DJ Khaled: Grateful Album Review
What I listened with: Wireless Bluetooth Headphones
Editor Rating: 6/10
The Bottom Line: In terms of sales this album is Bonafide hit, but if you want Hip-Hop there is only 3 or 4 songs for you particularly (Billy Ocean, ft Fat Joe & Raekwon).DJ Khaled’s lawyers are the real MVP here for getting everything cleared
Snapchat, Snapchat, Snapchat DJ Khaled is obsessed, but it worked out and the Khaled family has become a marketing machine. Grateful was executive produced by his eight-month-old son, Asahd. To be fair, he’s brought together up the quite star-studded cast; – Nicki Minaj, Drake, Beyoncé, Justin Bieber, Rihanna. Clearly this album is designed for a Spotify playlist consisting of 23 tracks. The Highlight of the album include summer anthem Wild Thoughts (Rihanna luxuriating over Santana’s Maria Maria), Nobody Alicia Keys and Nicki Minaj team on this uplifting anthem, which deploys a Pastor T.L. Barrett sample masterfully. Nearly every song consists of a full sample from a classic song matched with amazing vocals, and song writings. If that isn’t enough we have to deal with Khaled’s inane shout outs of “another one” or “we the best music”, making you yearn for a Khaled-free version.

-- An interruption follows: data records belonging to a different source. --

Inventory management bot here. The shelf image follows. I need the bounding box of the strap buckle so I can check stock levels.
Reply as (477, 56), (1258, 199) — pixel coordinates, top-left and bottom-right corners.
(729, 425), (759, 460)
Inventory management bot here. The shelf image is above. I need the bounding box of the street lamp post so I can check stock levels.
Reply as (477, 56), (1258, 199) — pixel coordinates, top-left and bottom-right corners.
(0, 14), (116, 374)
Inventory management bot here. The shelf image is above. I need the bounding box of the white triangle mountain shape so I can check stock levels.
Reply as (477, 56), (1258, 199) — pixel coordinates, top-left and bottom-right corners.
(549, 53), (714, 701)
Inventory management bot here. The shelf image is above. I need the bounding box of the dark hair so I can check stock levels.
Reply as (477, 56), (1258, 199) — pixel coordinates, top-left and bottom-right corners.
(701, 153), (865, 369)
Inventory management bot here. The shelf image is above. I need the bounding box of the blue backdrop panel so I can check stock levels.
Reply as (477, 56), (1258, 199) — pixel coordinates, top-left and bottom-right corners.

I don’t like criticizing DJ Khaled, because I love everything Khaled does I even watch his Snapchat almost every day. At this point time if Khaled mentions the name of your business on Snapchat you are guaranteed success. Now this Grateful is sort of loosely comprised like an original DJ Clue tape. A tape you could expect to laced with tracks from Lox, DMX, Nas, CNN, Fabolous and many more. The original playlist. Some of these tapes are actually on Spotify right now, and when I listen to them they are straight fire. When I listen to Grateful I feel cheated, I feel like the hit records were bought not created. I bring up the old DJ Clue mixtapes, because those were raw and timeless. The artists on there were hungry to be on top at the time. With Grateful every artist is on top, and the beats aren’t even original one of the lead singles has a full sample of Maria Maria. Anyone could’ve told you that Wild Thoughts would be a hit, and do you know why. Because, Maria, Maria was a hit when it first came out, and we add arguably the best singer right now with one of the best songwriters. Which makes me wonder what do we need Khaled for? Recruiting, is what we need from him.
Generally, Grateful ‘s major guests sound like they’re mailing it in. Migos sound weary on the inert “Major Bag Alert” — are there pop songs without Migos on them these days? — and Chance the Rapper’s rendition of the alphabet song on “I Love You So Much” won’t have much of an audience beyond the pre-K set. (In fact, the latter song is aimed at Chance’s young daughter and Khaled’s 8-month-old son, who executive-produced Grateful and, according to the Khaled, is “the reason all of this magic is happening.”) The second disc, which Khaled loaded with posse cuts featuring Southern trap artists like Future, 2 Chainz, and Gucci Mane, is a slog where none of the MCs tap into the excellence of their recent releases. On many of Grateful’s tracks, Khaled seems to have expended significant effort in recruiting talent and relatively little on soliciting creative performances.
Khaled’s ability to summon music’s Avengers remains unrivaled — Grateful‘s roster easily outstrips the ones Mike Will Made-It and 2 Chainz assembled for their 2017 albums. With his industry connections and cachet, he’s able to unite voices who otherwise might not appear on wax together. But with so much talent and so much content, it’s frustrating that he couldn’t deliver a higher-quality product.